The second presentation was at the British Libraries "Talk Science" series, for some background see the forum on Nature Network. There will be a podcast available of this presentation. In her introduction to my talk, Sarah Kemmitt quoted from a recent paper by Antonio G. Valdecasas ([JACC]1175-5326:1820@41 where he described Vagabundia sci:
Vagabundia comes from the Spanish word 'vagabundo' that means 'wanderer'. It is a feminine substantive; sci refers to Science Citation Index. We pointed out some time ago (Valdecasas et al. 2000) that the popularity of the Science Citation Index (SCI) as a measure of ‘good’ science has been damaging to basic taxonomic work.
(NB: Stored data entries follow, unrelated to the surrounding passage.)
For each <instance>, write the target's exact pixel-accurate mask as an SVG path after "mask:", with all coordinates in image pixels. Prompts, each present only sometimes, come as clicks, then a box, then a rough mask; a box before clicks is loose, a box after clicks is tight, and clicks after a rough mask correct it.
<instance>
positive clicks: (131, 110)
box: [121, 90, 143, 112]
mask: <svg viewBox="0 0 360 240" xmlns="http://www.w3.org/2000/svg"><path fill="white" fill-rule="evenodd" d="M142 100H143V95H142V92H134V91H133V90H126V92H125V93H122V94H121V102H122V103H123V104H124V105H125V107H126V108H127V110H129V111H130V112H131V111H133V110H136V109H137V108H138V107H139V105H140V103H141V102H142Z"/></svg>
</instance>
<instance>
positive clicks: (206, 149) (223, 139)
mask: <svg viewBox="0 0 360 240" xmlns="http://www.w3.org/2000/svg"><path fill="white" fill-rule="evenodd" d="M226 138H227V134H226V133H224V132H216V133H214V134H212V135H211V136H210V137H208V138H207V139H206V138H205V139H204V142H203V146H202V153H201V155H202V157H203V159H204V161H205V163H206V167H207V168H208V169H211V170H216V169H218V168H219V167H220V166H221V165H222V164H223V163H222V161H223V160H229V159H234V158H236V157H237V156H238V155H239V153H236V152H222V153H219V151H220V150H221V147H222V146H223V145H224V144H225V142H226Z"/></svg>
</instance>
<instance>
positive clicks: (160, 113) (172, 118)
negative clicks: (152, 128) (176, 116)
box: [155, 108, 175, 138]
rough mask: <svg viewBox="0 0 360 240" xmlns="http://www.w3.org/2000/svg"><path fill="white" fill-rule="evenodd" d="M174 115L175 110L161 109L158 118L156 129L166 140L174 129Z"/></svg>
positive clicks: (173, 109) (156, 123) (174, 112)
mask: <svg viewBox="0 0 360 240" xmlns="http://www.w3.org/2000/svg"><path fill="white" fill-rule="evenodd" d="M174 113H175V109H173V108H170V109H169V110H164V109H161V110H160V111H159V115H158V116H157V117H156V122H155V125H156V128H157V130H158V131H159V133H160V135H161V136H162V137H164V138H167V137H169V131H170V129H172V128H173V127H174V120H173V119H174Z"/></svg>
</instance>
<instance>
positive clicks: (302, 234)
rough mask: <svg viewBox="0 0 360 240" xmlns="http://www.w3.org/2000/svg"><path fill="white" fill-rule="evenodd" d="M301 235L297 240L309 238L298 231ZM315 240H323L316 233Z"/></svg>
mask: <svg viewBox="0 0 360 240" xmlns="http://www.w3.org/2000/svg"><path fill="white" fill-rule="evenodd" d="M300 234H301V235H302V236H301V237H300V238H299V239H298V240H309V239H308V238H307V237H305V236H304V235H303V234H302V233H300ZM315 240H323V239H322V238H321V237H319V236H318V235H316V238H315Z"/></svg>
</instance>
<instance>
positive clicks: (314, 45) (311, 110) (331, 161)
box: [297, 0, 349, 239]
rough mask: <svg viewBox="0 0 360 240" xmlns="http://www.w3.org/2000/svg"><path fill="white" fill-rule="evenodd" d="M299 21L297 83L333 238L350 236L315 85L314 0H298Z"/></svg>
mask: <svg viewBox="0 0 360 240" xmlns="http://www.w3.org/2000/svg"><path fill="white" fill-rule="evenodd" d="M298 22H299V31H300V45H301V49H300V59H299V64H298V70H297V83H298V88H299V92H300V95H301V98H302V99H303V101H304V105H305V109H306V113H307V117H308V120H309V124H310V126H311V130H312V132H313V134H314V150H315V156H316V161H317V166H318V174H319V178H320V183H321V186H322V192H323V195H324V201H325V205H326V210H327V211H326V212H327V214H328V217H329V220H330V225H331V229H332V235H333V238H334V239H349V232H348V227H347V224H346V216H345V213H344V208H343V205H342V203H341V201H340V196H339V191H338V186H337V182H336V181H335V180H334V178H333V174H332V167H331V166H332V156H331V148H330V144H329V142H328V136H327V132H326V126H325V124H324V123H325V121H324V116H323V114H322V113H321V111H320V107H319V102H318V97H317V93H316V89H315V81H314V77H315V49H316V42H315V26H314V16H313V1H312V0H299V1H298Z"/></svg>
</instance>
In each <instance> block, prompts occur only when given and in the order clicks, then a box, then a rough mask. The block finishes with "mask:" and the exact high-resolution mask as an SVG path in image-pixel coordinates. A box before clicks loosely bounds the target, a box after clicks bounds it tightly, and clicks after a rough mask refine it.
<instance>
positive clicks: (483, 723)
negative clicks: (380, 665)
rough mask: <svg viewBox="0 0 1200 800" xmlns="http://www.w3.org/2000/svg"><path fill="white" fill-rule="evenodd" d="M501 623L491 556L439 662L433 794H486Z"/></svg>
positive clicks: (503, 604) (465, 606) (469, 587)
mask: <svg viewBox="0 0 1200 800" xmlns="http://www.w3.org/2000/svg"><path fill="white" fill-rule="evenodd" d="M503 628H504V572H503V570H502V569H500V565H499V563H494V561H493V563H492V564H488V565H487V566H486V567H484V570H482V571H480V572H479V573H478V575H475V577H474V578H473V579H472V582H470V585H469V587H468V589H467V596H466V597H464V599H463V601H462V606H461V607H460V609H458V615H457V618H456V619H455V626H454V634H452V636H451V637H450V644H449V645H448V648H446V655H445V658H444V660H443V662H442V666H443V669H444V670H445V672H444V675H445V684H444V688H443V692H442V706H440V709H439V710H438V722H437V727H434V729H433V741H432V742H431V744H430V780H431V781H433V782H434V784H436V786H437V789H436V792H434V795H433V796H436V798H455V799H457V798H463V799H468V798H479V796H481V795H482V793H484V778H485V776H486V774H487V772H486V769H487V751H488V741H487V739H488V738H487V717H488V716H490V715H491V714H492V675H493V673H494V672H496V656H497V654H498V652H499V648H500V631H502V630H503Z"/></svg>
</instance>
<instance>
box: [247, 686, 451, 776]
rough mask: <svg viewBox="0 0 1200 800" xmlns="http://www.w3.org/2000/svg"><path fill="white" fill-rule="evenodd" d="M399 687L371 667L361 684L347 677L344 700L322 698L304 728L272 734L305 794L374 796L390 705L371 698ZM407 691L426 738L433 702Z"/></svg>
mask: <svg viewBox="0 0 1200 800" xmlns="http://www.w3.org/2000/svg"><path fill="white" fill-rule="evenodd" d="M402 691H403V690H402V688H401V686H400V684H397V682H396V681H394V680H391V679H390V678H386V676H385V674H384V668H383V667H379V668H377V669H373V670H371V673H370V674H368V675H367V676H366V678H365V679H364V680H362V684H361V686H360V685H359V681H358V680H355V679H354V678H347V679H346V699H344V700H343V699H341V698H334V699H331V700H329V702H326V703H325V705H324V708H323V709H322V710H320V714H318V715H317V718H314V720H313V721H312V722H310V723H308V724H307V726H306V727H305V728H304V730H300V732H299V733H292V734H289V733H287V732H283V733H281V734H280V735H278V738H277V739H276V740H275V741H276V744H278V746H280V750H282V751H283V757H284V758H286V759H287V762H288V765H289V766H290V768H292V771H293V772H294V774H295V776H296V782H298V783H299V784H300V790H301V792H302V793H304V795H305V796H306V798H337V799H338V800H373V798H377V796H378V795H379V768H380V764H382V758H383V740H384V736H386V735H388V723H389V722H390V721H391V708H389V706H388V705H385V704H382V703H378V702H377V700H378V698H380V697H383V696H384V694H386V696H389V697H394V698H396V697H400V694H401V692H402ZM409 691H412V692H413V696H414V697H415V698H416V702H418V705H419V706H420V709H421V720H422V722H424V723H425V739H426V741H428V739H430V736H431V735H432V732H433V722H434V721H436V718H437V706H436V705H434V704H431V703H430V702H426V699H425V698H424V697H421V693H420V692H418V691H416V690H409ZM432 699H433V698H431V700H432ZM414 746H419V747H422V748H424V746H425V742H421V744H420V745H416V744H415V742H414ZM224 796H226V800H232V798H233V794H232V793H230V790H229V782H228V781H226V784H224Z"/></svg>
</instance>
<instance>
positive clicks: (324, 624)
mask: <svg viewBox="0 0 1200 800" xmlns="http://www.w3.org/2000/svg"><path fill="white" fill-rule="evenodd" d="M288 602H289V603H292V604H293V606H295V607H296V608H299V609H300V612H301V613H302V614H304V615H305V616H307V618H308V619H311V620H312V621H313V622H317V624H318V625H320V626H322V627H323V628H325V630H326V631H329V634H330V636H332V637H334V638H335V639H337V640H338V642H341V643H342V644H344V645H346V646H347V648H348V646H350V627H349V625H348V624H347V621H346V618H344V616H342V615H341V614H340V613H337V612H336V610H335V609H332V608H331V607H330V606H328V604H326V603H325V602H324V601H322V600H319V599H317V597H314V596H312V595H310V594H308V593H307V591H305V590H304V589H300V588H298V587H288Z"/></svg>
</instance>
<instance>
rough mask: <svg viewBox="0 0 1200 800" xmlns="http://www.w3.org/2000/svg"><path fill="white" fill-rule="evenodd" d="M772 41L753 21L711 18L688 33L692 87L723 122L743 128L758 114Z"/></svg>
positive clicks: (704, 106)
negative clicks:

Despite statements to the contrary that SCI is not adequate to evaluate taxonomic production (Krell 2000), it is used routinely to evaluate taxonomists and prioritize research grant proposals. As with everything in life, SCI had a beginning and will have an end. Before it becomes history, I dedicate this species to this sociological tool that has done more harm than good to taxonomic work and the basic study of biodiversity. Young biologists avoid the 'taxonomic trap' or becoming taxonomic specialists (Agnarsson & Kuntner 2007) due to the low citation rate of strictly discovery-oriented and interpretative taxonomic publications. Lack of recognition of the value of these publications, makes it difficult for authors to obtain grants or stable professional positions.
My own feeling is that SCI probably does a reasonable job of ranking the impact of taxonomic publication, the real task is to broaden our notion of what gets cited.